Jules gagged, leaning into Nixus, and promptly vomited blood, hiccuping and spitting.
“Stop staring, stercore!” Nixus snapped at Coryphaeus, who was staring at them both, goggle-eyed until Nixus released Jules’s hands and gave him a shove. “Clean clothes. Wash basin. Move it, Coryfrater.”
Coryphaeus ran off, then, hurrying to get what Nixus ordered; he could be heard banging around and running water, two rooms over.
Nixus caught Jules before she slumped, and moved to strip her, peeling her bloody clothes off, saying “I swear upon the Legio, you frizz-headed canicula, your information had better be worth this dramatic idiocy.”
Jules stared up at Nixus, muddle-headed, coming out of the worst nightmare imaginable. “Don’t give him command,” Jules rasped. “Maybe he wins the war for you, maybe he dies for no reason. Don’t let him,” she insists.
“Tace,” Nixus hissed. “You know nothing.”
“I know what I see!” Jules snapped back, tears in her eye. “I know what I just lived and died through!” she shouted, stomping her foot, naked before Nixus.
Nixus, for her part, grabbed Jules by the shoulders, and gave her another shake. “Shut your mouth or I shall shut it for you!”
“Please,” Jules finally bleats, earnest. “He laid under his horse for four days. I had to go find him myself. I saw my own face, barely two weeks from now,” she begged. “You wouldn’t believe me.”

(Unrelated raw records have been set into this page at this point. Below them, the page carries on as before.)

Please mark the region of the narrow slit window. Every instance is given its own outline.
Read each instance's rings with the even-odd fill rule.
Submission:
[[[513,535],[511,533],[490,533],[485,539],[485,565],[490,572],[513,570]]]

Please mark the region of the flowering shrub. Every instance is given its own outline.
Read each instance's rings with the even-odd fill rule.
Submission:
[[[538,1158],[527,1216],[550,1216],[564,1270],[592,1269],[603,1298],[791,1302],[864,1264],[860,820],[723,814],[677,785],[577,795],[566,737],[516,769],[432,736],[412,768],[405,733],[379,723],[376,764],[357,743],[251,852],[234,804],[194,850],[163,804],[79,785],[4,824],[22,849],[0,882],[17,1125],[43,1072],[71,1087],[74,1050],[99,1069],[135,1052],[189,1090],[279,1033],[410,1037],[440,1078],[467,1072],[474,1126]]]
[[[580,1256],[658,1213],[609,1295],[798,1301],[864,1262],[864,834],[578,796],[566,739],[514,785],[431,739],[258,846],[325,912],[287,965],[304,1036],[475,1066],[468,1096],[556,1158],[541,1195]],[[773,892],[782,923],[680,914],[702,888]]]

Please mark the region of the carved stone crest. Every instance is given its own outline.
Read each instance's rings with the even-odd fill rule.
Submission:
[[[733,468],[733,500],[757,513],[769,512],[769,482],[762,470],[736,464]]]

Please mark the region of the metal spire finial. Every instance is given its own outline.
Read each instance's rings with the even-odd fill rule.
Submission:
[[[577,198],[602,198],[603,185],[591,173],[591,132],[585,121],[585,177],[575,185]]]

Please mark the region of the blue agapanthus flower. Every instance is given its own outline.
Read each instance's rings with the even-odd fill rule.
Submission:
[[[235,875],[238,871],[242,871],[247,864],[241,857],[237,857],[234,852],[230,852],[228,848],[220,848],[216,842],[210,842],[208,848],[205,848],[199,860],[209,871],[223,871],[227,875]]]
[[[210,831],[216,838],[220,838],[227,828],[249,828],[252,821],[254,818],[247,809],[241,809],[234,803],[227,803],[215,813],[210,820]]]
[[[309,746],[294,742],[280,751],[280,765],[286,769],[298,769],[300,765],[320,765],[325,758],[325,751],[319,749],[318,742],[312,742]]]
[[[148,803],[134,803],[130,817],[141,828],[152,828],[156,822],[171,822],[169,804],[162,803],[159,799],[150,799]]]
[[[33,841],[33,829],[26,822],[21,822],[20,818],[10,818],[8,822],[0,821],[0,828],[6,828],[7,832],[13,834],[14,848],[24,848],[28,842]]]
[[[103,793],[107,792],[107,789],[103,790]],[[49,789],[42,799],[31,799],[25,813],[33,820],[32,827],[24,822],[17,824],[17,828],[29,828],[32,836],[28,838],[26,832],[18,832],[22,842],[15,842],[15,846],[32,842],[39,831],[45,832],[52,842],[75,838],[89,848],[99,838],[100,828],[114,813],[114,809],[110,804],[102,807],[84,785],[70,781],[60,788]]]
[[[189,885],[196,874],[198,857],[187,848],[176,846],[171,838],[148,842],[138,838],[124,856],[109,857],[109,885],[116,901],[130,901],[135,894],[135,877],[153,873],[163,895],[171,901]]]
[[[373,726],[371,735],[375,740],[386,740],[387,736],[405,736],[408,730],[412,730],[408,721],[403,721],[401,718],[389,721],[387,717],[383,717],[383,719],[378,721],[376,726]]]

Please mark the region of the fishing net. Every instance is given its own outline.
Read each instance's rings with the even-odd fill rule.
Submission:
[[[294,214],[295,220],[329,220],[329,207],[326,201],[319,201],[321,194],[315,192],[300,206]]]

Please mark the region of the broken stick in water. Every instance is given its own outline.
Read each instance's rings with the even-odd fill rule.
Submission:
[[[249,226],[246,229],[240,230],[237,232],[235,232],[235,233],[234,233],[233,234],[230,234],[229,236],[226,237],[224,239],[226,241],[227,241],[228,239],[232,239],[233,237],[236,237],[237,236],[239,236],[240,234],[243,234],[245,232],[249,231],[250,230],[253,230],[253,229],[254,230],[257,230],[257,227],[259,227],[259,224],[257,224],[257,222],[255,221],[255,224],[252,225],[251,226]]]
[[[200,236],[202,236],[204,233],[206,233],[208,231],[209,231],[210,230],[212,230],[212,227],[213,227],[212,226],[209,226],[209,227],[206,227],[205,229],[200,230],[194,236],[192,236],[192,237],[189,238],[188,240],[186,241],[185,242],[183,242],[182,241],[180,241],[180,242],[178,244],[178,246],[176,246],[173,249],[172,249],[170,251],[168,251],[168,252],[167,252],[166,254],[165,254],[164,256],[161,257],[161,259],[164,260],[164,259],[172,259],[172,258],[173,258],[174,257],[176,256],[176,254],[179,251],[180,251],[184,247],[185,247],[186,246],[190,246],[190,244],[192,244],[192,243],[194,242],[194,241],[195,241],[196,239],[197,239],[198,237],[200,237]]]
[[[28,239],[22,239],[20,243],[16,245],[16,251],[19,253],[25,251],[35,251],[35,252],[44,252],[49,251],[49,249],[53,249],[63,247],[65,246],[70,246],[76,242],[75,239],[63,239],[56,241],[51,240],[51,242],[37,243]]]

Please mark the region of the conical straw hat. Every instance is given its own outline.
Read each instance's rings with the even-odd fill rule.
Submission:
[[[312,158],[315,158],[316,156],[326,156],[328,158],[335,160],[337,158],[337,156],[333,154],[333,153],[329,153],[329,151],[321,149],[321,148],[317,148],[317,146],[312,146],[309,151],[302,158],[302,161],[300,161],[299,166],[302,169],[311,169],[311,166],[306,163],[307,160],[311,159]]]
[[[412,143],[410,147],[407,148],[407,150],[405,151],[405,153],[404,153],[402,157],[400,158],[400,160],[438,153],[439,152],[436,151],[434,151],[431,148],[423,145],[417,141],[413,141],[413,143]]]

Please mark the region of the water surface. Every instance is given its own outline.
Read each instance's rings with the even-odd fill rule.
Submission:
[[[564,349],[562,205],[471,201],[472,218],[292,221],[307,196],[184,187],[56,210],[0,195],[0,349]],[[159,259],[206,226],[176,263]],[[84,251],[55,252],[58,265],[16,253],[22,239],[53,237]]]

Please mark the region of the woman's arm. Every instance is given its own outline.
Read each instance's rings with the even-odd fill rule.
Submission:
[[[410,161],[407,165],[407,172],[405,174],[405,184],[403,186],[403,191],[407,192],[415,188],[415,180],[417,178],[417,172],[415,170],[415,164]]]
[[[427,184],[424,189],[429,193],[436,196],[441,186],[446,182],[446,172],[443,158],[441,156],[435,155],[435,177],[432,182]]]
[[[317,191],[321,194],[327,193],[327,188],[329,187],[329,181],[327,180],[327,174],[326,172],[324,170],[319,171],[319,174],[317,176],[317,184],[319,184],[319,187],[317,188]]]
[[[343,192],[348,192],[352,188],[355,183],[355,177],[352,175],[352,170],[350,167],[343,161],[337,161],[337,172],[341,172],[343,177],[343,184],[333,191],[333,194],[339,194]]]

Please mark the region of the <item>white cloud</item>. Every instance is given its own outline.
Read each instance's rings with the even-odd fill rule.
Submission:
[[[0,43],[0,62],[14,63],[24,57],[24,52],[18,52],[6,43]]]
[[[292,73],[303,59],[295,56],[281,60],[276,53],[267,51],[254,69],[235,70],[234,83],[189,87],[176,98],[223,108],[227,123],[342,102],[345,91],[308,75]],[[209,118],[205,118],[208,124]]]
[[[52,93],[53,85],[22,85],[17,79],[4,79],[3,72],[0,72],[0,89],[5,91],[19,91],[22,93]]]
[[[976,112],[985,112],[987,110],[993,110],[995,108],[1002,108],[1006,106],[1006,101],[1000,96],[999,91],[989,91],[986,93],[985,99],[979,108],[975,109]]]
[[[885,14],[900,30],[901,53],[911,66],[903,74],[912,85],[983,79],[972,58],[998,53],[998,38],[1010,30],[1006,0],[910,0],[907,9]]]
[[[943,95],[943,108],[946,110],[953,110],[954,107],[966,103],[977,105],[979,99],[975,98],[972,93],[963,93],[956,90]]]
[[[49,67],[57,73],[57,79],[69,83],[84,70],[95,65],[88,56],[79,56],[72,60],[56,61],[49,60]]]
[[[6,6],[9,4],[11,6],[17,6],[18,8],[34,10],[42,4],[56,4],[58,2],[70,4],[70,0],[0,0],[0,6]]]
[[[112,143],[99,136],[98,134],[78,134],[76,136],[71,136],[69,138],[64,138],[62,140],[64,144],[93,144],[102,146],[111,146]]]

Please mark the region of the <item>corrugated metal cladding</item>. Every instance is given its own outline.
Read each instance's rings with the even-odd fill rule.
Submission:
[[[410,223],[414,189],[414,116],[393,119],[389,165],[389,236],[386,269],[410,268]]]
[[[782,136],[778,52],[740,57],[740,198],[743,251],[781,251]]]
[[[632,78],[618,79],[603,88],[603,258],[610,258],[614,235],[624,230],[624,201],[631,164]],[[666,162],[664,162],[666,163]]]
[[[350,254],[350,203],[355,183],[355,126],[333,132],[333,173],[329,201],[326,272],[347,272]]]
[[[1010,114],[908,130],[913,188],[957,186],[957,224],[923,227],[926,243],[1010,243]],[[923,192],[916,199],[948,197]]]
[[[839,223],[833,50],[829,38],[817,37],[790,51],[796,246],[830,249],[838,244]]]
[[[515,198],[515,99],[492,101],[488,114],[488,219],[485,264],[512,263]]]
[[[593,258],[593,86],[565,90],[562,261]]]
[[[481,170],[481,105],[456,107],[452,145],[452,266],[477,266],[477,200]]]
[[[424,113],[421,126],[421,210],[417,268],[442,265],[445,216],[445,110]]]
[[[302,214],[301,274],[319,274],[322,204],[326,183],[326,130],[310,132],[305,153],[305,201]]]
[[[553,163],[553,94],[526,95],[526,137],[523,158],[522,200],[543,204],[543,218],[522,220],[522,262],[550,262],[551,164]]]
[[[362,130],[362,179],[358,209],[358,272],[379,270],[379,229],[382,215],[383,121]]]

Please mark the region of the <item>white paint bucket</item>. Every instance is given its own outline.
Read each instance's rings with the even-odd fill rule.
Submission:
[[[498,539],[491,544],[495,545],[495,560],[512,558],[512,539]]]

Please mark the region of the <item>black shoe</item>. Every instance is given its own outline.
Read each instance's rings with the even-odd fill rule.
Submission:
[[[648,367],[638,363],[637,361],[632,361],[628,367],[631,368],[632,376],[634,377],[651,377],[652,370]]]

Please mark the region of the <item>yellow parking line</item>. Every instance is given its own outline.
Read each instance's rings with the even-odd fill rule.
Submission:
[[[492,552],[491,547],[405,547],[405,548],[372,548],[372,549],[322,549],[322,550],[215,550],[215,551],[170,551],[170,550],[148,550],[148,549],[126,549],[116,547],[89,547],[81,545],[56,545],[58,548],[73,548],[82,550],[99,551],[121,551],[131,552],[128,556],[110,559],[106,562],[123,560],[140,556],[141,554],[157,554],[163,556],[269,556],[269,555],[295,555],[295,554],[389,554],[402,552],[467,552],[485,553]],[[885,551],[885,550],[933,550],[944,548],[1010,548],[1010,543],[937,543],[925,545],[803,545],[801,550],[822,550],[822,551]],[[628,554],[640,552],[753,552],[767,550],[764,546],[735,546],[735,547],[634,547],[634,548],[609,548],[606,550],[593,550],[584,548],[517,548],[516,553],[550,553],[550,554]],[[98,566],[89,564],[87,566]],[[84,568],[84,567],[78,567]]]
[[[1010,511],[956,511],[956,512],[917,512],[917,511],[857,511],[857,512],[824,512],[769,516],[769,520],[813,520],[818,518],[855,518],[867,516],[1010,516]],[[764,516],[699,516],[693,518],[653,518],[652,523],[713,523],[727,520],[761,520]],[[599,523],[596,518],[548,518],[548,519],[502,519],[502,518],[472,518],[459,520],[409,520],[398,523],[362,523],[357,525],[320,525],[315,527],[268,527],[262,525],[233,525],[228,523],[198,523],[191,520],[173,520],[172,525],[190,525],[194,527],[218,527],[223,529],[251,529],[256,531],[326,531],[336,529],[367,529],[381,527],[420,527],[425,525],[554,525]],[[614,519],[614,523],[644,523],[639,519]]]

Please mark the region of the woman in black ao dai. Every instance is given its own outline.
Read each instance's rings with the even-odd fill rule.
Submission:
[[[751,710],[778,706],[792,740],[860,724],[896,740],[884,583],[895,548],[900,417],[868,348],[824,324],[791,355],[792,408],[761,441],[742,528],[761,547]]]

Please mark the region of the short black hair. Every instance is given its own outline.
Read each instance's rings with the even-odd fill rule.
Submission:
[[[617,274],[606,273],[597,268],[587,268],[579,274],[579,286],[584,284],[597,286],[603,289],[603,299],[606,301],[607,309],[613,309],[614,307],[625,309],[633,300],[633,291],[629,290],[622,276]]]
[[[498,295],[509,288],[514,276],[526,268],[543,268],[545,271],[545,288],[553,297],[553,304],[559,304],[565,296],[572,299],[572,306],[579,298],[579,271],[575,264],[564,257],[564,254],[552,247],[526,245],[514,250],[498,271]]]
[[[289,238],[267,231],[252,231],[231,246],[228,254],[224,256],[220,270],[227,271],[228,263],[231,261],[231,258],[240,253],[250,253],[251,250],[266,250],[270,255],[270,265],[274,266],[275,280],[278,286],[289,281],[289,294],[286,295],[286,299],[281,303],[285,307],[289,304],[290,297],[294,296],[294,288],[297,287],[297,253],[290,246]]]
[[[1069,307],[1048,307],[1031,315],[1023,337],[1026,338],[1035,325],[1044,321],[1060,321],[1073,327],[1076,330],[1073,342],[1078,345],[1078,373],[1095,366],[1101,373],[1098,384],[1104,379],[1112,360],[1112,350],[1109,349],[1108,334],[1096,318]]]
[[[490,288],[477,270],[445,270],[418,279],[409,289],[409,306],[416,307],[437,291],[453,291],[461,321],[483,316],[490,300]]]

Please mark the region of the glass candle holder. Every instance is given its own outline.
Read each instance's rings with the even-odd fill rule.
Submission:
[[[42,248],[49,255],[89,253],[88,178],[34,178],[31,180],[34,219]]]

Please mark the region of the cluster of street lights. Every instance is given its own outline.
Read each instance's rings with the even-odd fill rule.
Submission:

“I still don’t,” Nixus growled.
Jules reached up a hand and cupped Nixus’s face, saying, “He said to tell you you’re too glorious to wait.”
Nixus’s face turned ashen. She blinked once, twice. “What?” Her voice had grown small.
“He wanted you to know he would’ve followed you into the Westlands,” Jules said. “And when death dares to come for you–”
Nixus looked astonished as she finished the sentence with Jules, saying “–he’ll be waiting with him.” She swallowed, moving to carefully sit Jules down on the bed, saying, “I’ll be damned, Westlander.”
Coryphaeus came in, bringing water and washing clothes and fresh clothes.
“Yeah?” Jules wondered, moving to wash her face, darkening the water bloody red. “Finally believe me?”
Looking for all the world like she’d just eaten a salted lemon, Nixus said, “I think I do — but get that look off your face or I’ll change my mind.”
Jules hid her face with the washing cloth, but Coryphaeus noticed she didn’t stop smirking, triumphant.